E il risultato è che la Poggiali risponde sempre, ma non convince mai.
«E’ vero che chiamava il coordinatore degli infermieri finocchio?» Chiede, ad esempio, la Scorza. «No, forse l’ho chiamato simpaticamente checca». Ribatte lei.
«E’ vero che stava frugando dentro una borsa? » «No, la stavo solo raccogliendo». «E’ vero che portava via medicinali? No, erano solo campioncini». E via dicendo.

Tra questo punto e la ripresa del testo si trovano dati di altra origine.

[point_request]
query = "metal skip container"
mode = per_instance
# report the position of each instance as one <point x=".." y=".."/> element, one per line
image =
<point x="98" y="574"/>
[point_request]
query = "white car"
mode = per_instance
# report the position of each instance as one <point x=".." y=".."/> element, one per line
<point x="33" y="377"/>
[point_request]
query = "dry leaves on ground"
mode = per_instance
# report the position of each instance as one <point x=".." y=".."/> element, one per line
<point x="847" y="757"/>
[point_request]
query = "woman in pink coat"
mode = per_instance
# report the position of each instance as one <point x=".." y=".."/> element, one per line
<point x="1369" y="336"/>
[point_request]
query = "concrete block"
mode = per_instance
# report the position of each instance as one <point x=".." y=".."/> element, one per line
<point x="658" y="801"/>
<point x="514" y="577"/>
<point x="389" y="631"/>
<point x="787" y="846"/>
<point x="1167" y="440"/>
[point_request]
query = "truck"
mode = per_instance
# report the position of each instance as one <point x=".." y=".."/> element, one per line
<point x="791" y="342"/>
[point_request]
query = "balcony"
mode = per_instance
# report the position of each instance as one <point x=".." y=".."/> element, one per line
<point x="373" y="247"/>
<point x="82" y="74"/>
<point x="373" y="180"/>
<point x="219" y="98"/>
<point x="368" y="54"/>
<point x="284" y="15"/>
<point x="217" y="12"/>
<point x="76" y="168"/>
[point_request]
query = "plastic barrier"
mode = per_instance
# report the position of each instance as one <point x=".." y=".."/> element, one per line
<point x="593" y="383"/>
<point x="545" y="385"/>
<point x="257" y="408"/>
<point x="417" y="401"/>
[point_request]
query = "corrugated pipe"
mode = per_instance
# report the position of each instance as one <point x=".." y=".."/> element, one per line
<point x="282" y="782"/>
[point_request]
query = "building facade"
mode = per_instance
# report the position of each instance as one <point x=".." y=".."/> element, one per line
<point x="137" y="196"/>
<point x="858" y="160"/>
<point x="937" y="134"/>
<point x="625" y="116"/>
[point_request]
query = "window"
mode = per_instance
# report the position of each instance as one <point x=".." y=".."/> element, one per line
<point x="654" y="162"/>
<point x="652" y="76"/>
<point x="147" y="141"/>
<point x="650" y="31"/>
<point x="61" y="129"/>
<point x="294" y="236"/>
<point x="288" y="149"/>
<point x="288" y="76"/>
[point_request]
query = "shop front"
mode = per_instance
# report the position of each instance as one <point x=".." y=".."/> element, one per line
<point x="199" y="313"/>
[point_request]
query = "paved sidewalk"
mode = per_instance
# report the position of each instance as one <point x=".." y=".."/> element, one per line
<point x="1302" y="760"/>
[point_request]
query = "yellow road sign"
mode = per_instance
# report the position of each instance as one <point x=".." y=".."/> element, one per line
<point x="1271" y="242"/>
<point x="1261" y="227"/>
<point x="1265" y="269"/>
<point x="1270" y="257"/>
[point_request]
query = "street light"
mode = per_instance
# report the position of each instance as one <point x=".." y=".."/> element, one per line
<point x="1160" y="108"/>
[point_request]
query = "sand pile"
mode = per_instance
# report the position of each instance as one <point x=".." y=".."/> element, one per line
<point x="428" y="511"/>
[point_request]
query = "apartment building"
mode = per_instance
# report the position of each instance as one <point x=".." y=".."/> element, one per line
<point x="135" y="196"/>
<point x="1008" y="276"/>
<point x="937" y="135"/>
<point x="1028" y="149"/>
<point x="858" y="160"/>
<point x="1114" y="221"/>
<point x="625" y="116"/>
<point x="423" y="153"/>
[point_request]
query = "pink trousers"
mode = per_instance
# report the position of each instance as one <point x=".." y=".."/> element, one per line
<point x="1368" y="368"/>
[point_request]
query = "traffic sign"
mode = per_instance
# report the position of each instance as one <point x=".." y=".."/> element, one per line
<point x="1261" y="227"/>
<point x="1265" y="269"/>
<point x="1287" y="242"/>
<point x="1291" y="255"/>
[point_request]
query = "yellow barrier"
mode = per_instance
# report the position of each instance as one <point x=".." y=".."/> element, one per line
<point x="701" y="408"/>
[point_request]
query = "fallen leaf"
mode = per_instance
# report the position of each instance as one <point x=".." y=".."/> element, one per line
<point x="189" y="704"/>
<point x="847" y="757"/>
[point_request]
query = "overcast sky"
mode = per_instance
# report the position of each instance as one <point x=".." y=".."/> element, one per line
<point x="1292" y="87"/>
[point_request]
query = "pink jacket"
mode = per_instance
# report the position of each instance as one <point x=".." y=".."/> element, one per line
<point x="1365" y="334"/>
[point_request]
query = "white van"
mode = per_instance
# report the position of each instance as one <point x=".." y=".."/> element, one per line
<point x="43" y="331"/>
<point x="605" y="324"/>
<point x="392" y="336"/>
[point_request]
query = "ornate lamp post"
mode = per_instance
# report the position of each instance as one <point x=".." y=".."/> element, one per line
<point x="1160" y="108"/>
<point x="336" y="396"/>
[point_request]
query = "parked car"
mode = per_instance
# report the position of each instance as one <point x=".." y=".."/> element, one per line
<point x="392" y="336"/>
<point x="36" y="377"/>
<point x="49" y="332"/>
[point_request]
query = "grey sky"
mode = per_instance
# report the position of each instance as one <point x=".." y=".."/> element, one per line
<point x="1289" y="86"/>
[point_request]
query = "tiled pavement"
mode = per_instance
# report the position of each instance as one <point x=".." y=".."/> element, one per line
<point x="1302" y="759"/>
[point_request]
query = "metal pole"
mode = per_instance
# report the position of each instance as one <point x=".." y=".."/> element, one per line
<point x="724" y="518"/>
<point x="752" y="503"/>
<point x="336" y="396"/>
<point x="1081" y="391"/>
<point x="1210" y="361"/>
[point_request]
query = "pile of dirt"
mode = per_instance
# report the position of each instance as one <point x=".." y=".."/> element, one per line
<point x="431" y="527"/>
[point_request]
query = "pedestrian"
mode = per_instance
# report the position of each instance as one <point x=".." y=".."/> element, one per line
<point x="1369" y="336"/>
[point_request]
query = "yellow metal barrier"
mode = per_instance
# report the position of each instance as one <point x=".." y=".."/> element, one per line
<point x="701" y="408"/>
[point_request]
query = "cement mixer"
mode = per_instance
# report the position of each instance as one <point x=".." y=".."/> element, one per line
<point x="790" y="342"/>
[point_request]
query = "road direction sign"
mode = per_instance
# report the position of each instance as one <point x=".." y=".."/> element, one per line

Poi si tocca anche il capitolo foto choc. Qui negare è impossibile. E allora Daniela prova a contestualizzare. «Le ha volute scattare la mia collega e le ho cancellate subito». Le foto vengono mostrate in forma integrale, senza oscurare il volto della povera anziana. In aula cala il gelo. Il pm Scorza chiede alla Poggiali di voltarsi e guardarle. Daniela non vuole. Il pm insiste. La Poggiali sembra vergognarsene. Sono passate quasi due ore ed è la sua prima evidente emozione. Resterà anche l’unica. Ma lei è così. E lo ammette chiaramente quando il pm gli “contesta” il fatto di essere rimasta impassibile anche quando gli è stato detto che era indagata per omicidio. «Sono fatta così - dice - magari non sembra, ma dentro ho sofferto». Si passa poi a una meticolosa ricostruzione delle ultime ore di vita della Calderoni. La Scorza prende in mano anche una flebo simile a quella usata quella mattina. E’ il momento più delicato dell’udienza, perché è lì che si gioca l’ergastolo. Daniela resta fredda e non si scompone. La tesi dell’accusa è nota: dosi mortali di potassio sono state rilevate solo nel deflussore della flebo perché - secondo il pm - l’infermiera sapeva che iniettandolo lì sarebbe andato direttamente in circolo uccidendo subito. Ecco perché non c’è potassio nella “bottiglietta” della flebo. Mentre manca nell’ago infilato in vena perché quello buttato nel cestino non era quello della Calderoni. L’infermiera, infatti, secondo l’accusa lo avrebbe tolto proprio per depistare eventuali controlli. Tanto che i Ris troveranno tracce di Dna maschile. «Io non so come sia stato possibile tutto questo» si limita a dire la Poggiali. Ma poco dopo il suo difensore, l’avvocato Dalla Valle, farà notare un’altra cosa: non è stata la Poggiali a scrivere a penna sulla flebo il nome della Calderoni, insinuando il dubbio di una presenza diversa dietro quella morte. Le ultime due domande sono invece del giudice Corrado Schiaretti: «Lei ha mai rubato in ospedale?». «No». «Lei ha ucciso Rosa Calderoni?» «No». Poche parole e zero emozioni. Fino alla fine. Venerdì tocca ai periti. E sarà davvero il giorno della verità.